Sendo o Direito à Autonomia, um Direito Natural do Povo Madeirense, nunca percebi, nem aceito, que o Dia da Autonomia seja o da aprovação da Constituição de 1976.
É que sendo a Autonomia um Direito Natural do Povo Madeirense, não resulta de uma “dádiva” normativa, ainda que constitucional, do Estado-central.

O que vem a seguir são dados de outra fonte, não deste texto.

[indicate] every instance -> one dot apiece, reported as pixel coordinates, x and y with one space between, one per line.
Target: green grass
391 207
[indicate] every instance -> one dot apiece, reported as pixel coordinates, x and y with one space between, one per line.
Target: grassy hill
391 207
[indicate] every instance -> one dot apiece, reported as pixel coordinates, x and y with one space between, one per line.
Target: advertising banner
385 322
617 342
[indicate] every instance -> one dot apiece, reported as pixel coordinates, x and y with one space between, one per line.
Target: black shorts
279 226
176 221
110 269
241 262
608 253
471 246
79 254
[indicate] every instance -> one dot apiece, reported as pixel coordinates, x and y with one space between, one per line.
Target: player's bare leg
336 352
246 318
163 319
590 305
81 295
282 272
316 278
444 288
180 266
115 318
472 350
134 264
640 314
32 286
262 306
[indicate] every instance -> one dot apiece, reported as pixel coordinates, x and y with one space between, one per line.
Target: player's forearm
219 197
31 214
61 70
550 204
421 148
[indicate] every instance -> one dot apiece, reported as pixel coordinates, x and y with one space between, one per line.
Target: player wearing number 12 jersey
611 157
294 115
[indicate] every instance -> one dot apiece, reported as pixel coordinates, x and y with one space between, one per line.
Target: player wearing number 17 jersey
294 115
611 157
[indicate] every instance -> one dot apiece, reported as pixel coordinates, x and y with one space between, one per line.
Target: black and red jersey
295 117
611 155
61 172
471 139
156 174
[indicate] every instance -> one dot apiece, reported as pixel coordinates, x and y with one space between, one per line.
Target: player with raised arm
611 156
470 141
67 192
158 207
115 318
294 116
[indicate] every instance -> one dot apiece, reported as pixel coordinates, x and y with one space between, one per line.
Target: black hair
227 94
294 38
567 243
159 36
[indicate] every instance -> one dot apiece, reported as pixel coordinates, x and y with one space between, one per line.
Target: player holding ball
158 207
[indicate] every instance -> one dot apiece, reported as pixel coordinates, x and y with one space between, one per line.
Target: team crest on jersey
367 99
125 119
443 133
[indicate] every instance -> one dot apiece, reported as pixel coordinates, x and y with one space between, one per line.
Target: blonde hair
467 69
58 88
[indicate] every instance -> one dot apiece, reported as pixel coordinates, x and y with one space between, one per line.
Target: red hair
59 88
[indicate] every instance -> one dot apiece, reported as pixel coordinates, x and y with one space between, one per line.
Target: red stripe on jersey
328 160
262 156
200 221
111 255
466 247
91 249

O verdadeiro Dia da Autonomia é o da primeira reunião da Assembleia Legislativa, do Parlamento da Madeira, em que POR DIREITO PRÓPRIO, isto é, sem “autorização seja de quem for”, os Eleitos pelo Povo Madeirense, FINALMENTE, assumem um Poder Legislativo legítimo, mesmo que ainda fortemente limitado.
Datas a rever pela Assembleia Legislativa da Madeira.

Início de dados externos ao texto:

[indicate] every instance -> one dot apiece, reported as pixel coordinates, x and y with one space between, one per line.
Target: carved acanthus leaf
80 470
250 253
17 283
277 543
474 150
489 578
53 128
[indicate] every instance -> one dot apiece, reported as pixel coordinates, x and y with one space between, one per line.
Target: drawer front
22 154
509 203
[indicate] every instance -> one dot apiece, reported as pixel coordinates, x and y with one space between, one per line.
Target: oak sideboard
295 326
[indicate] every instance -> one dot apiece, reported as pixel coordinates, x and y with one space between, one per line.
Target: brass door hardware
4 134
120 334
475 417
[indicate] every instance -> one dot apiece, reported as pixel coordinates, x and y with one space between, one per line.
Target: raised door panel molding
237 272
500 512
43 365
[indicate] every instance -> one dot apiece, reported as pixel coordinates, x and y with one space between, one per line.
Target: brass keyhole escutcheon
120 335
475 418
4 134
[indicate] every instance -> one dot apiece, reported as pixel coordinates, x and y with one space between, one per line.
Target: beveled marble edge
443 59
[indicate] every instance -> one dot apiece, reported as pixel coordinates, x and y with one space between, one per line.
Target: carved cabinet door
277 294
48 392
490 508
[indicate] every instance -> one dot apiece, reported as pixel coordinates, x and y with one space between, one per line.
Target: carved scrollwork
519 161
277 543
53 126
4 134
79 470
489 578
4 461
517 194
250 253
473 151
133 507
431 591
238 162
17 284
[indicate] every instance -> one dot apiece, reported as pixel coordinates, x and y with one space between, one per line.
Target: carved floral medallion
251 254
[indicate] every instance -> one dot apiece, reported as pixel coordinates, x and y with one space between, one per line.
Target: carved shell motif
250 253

Porém, o mais insólito é que a mudança do ADN do Partido Social Democrata, ilegitimamente operada por Passos Coelho e “sus muchachos”, que pretende transformar um Partido social-democrata e coerentemente descentralizador, num partido conservador, liberal e centralista, está a vir ao de cima, sucedendo-se incidentes antes inimagináveis, desde o PAEF, a “troika” e o então produzido “genocídio social”, culminando naquela patética exibição reacionária na Assembleia da República, a propósito da mobilidade aérea.
Valha-nos que os PSD insulares portaram-se bem e, a partir dos nossos Parlamentos e Governos regionais, lideraram a oposição às iniquidades.
É preciso voltar ao ADN da fundação nacional do Partido Social Democrata, então PPD.
Ou se muda, por dentro, os Órgãos nacionais do PSD, ou se desiste ante a organização interna montada para as oligarquias segurarem o carreirismo que lhes é obediente.
Se se desiste, então o actual PSD, debilitado politicamente, tal como o PS, face a um Povo cansado deste Sistema Político decadente, poderá ver suceder-Lhe o que agora acontece nalguma Europa: a substituição dos Partidos ideologicamente envelhecidos pela doença do situacionismo, por outras novidades.
Algumas destas, francas ameaças às Liberdades democráticas.
É a política a se extremar e a se estrumar.